#29

Loki turned away and retreated a few steps towards the kitchenette as the Avengers broke out into a clamor and started firing another round of questions at Thor. Don't you think we should call in back-up? What about Rhodey? And Wong? What if Loki is actually telling the truth but he is the one who is being tricked? What if the Bifrost doesn't work?

Even though his eyes were still blurry with the tears he had not dared to shed in front of the mortals, Loki felt his lips curl into half a grin at that last, rather witless question; but the brief moment of satisfaction was not enough to dissolve the lump of emotions that was stuck in his throat. He gasped for air, trying to swallow it down, but his heart was beating too fast for a deep breath. He was overwhelmed with relief that the Reality Stone had given him his Aesir body back and that, in contrast to the Mind Stone's rogue influence, its magic—at least what remained—felt natural and almost soothing as it flowed through his veins. But at the same time, he was also filled with fury and dread. He was furious because Stark and his companions made no pretense of how reluctant they were to trust him and he was furious with himself because he had laid waste to their homeland and brought their suspicion of his loyalty upon himself. He too was furious that they treated Nebula as if she had been their entrusted companion for years even though she must have joined their ranks fairly recently.

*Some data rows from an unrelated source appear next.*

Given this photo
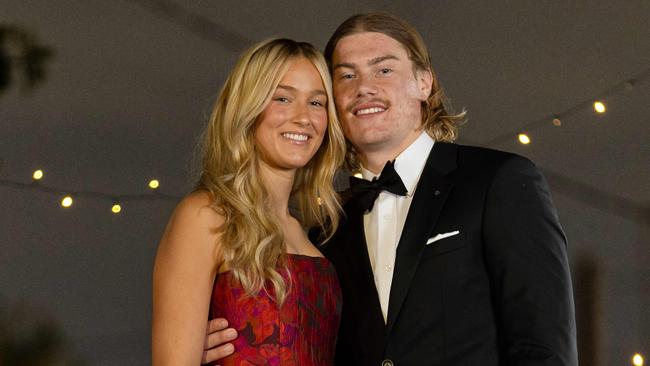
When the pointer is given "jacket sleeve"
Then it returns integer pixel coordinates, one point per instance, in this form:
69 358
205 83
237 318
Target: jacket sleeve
525 252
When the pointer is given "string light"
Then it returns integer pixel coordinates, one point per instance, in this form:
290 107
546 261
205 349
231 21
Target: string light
66 201
524 139
154 184
38 174
637 360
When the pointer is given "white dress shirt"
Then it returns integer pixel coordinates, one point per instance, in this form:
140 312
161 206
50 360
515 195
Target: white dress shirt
384 223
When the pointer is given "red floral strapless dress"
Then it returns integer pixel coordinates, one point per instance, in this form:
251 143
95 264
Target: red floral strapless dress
301 332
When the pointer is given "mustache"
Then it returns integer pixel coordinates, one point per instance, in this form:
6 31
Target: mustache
357 103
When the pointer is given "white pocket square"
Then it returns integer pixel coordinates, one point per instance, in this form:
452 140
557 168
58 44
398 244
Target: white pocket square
442 236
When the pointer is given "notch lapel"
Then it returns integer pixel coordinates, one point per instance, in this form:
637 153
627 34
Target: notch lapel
429 197
356 251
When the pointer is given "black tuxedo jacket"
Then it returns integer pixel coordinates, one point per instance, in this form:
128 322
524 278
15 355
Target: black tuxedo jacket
498 293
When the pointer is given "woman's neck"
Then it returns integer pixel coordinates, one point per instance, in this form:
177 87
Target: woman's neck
278 184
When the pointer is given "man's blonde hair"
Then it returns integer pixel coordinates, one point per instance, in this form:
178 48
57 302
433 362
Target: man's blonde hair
439 124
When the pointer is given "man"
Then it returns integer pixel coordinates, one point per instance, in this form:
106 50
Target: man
460 260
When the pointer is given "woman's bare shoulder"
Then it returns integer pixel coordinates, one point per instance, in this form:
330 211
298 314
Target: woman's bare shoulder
194 222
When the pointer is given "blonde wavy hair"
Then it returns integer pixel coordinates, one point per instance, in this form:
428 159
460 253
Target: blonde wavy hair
439 124
252 241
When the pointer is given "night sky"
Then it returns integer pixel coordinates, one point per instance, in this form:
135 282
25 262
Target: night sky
131 84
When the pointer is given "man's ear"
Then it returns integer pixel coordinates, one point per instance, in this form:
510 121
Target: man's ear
425 81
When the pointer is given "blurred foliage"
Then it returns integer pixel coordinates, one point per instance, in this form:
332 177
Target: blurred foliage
21 53
28 338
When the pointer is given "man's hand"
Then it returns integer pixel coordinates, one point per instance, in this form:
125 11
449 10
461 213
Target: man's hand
216 346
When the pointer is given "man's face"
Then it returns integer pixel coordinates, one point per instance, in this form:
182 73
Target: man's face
377 93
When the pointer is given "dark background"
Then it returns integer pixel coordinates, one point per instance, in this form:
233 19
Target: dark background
131 84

"It's enough, Tony," the cyborg was saying. "You have talked and questioned long enough." She flicked a glance at Thor. "I am coming with you."

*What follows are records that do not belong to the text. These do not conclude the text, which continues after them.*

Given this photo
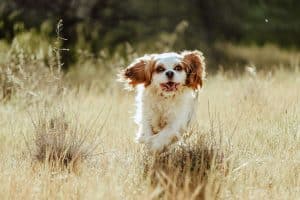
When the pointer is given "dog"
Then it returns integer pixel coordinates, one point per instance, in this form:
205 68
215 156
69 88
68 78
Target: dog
167 86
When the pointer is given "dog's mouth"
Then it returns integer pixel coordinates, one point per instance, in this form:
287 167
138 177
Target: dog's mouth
169 86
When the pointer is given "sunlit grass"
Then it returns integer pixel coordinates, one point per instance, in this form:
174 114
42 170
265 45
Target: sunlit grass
244 145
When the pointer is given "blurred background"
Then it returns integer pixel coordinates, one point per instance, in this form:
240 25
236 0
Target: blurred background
231 33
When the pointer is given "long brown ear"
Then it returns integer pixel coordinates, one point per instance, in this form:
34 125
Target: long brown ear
195 68
138 72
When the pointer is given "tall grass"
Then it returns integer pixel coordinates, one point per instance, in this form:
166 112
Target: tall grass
244 144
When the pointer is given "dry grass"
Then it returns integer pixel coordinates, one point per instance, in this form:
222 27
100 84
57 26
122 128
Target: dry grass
245 144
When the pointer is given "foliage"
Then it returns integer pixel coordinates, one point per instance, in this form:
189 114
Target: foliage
94 25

Rocket gave a nod. "So am I. Let's kill this bastard. Let's kill him now!" He curled his right paw into a fist and slammed it into his left for emphasis.

Loki's heart gave an involuntary lurch. Even though Thanos had seemed almost helpless in the dreamscape, he still dreaded to confront him in the flesh once more; and Thor's reminder how much he had suffered at the hands of the titan did not exactly help matters. I dare say what Thanos did to him goes far beyond what most of your minds could even conjure in your darkest nightmares. The suppressed memories threatened to burst into Loki's conscious mind again. The titan's foul voice in his ear; his clammy hands on his arms and shoulders and throat; his unforgiving eyes boring into his; the burning pain in every limb of his body; the horror; the wish to dissolve into nothingness. You are coming to life for the first time. The pain will make you stronger. Loki tried frantically to think of something else but then remembered how the Reality Stone had assured him he would never be entirely free of the darkness that had caused him so much trouble and his heart gave another lurch.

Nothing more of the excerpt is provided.